To try to answer your question from the business side of things, during the process of creating this film, as a partner director with Netflix, I have to say that I was able to enjoy a lot of creative freedom. If I had done this project with a smaller company, the stakes would have been much higher for them, and they probably would have asked us to focus more on director Bong. But at Netflix, because this was just one film among their many projects, they gave us the room to really discover the true charm and gentle appeal of this story.

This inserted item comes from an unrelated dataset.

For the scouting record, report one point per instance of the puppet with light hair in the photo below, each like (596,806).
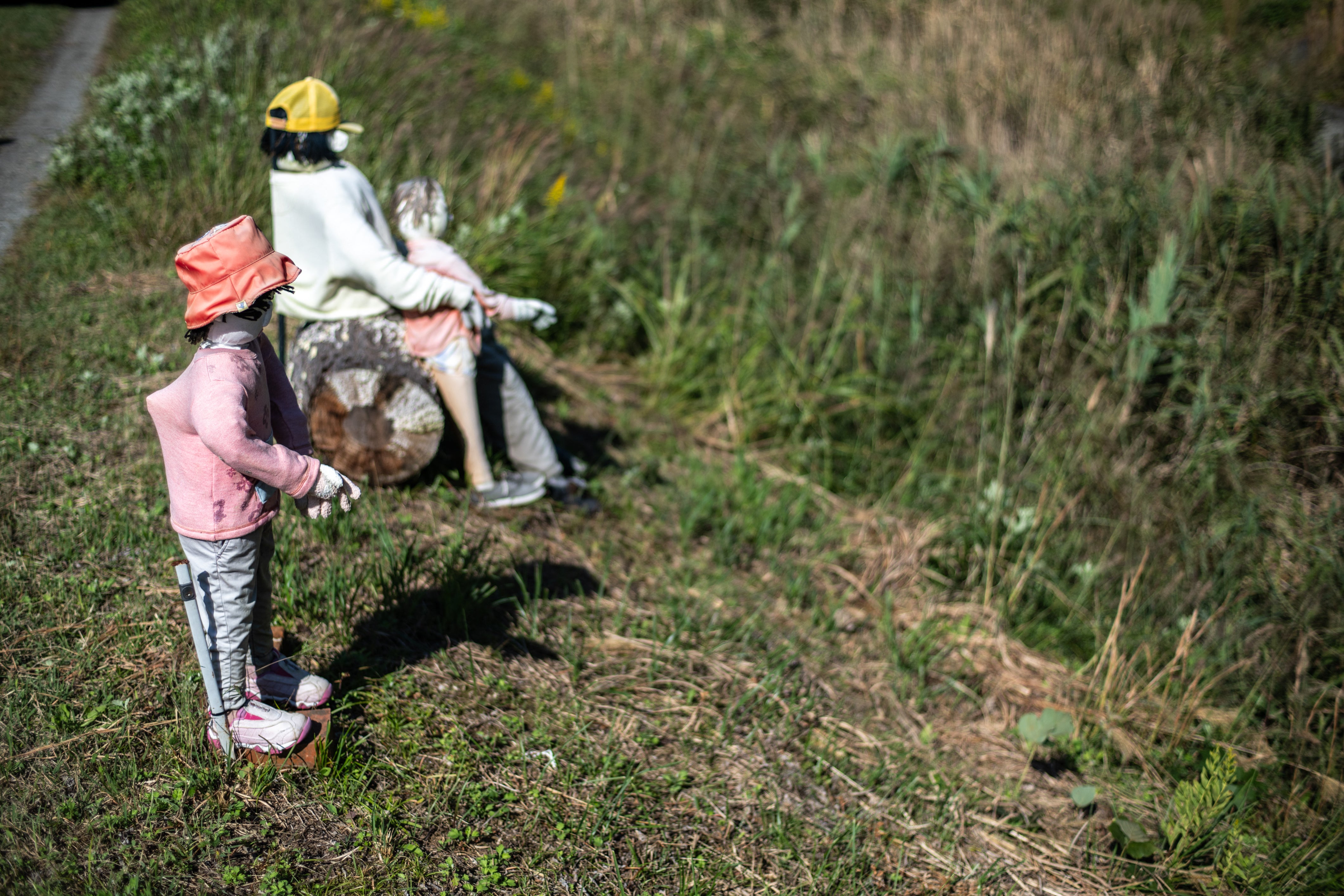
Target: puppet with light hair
(451,349)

However, the level of creative freedom that I was able to enjoy during this process, and the fact that it comes from the scale of a company like Netflix, does give me some mixed feelings — because you never know if this is going to lead to gains or losses for Korean cinema overall. We just can’t tell. So, I do have some concerns about whether it is okay for me to talk freely and nonchalantly about having that creative freedom thanks to Netflix.

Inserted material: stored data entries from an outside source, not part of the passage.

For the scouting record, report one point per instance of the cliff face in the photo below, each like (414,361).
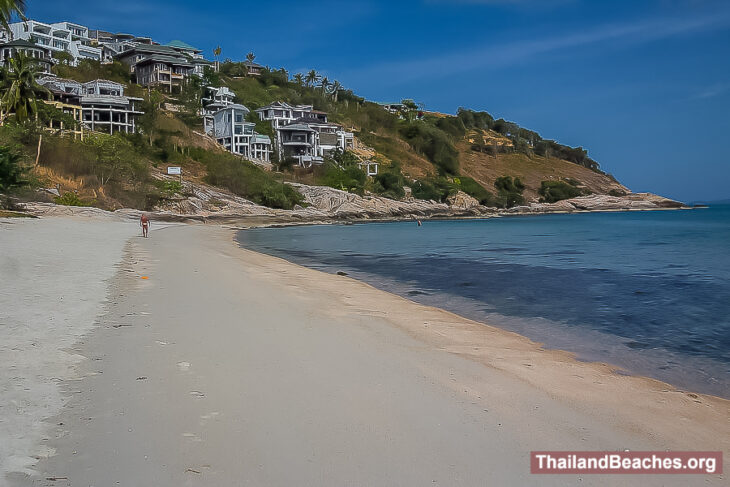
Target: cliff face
(532,171)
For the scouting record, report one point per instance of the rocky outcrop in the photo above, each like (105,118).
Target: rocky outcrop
(201,202)
(462,201)
(341,204)
(600,202)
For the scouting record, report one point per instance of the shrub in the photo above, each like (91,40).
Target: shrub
(389,182)
(437,189)
(475,190)
(509,191)
(351,178)
(552,191)
(246,179)
(70,198)
(434,144)
(12,174)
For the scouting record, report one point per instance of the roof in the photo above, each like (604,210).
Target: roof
(297,126)
(234,106)
(252,64)
(23,43)
(183,45)
(161,58)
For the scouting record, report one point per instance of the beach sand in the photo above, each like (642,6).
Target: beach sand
(213,365)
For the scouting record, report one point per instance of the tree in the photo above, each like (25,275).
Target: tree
(311,78)
(151,108)
(11,172)
(336,87)
(216,53)
(8,8)
(63,57)
(20,90)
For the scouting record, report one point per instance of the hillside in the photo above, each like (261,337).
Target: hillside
(422,155)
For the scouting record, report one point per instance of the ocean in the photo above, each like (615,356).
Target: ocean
(648,292)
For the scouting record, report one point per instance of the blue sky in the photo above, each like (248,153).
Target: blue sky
(643,85)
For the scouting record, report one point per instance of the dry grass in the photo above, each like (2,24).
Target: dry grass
(531,170)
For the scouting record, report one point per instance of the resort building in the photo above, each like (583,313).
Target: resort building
(252,68)
(218,97)
(298,141)
(57,37)
(40,54)
(233,132)
(153,65)
(104,108)
(309,146)
(281,113)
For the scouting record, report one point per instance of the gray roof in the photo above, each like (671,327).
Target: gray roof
(297,126)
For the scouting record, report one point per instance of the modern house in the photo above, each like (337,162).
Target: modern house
(298,141)
(326,138)
(196,55)
(66,98)
(58,37)
(252,68)
(233,132)
(40,54)
(218,98)
(154,65)
(281,113)
(104,108)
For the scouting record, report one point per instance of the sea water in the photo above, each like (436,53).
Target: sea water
(648,292)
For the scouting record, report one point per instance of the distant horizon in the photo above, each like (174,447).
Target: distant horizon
(643,89)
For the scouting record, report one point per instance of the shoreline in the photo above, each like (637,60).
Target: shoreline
(545,398)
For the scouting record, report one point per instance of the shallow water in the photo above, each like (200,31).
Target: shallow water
(646,291)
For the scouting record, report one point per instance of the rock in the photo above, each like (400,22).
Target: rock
(462,201)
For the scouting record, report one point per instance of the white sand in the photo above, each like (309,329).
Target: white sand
(53,282)
(227,367)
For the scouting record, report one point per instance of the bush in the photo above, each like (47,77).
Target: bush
(437,189)
(475,190)
(389,182)
(246,179)
(70,199)
(552,191)
(12,174)
(434,144)
(351,179)
(509,191)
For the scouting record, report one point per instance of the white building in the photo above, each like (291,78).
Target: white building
(104,108)
(58,37)
(233,132)
(216,99)
(304,133)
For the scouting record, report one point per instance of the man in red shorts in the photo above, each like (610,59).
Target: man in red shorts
(144,222)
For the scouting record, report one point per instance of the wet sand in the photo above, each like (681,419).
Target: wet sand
(228,367)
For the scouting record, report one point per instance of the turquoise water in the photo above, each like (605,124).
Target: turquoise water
(646,291)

Speaking from a director’s perspective, the biggest concern I have these days is that the viewers [of these streaming platforms] have complete control to stop, fast forward or watch your film at 2x times speed — or just completely leave the film.
A while back, I watched 2001: A Space Odyssey on the big screen at the Korean Film Archive. On the big screen, no matter how bored you get, you can’t run away, or look at your phone. I had to sit there and succumb to the pace and rhythm that was decided by Stanley Kubrick. There are indeed scenes in that film that are very boring, but they are essential to what makes the film so intriguing and emotionally moving. You know, the power of Kubrick, the power of the great masters, is the power that all filmmakers aspire to — but I question whether directors with that potential will even be able to effectively deliver it to an audience today with these new viewing conditions.
However, I recognize that there is a huge irony here. My documentary is all about the first generation of Korean film lovers who studied film on VHS thanks to the rewind function — and 30 years later, those of us who have become directors are living in fear of the fact that our audience has the power to control the pace of the films we create.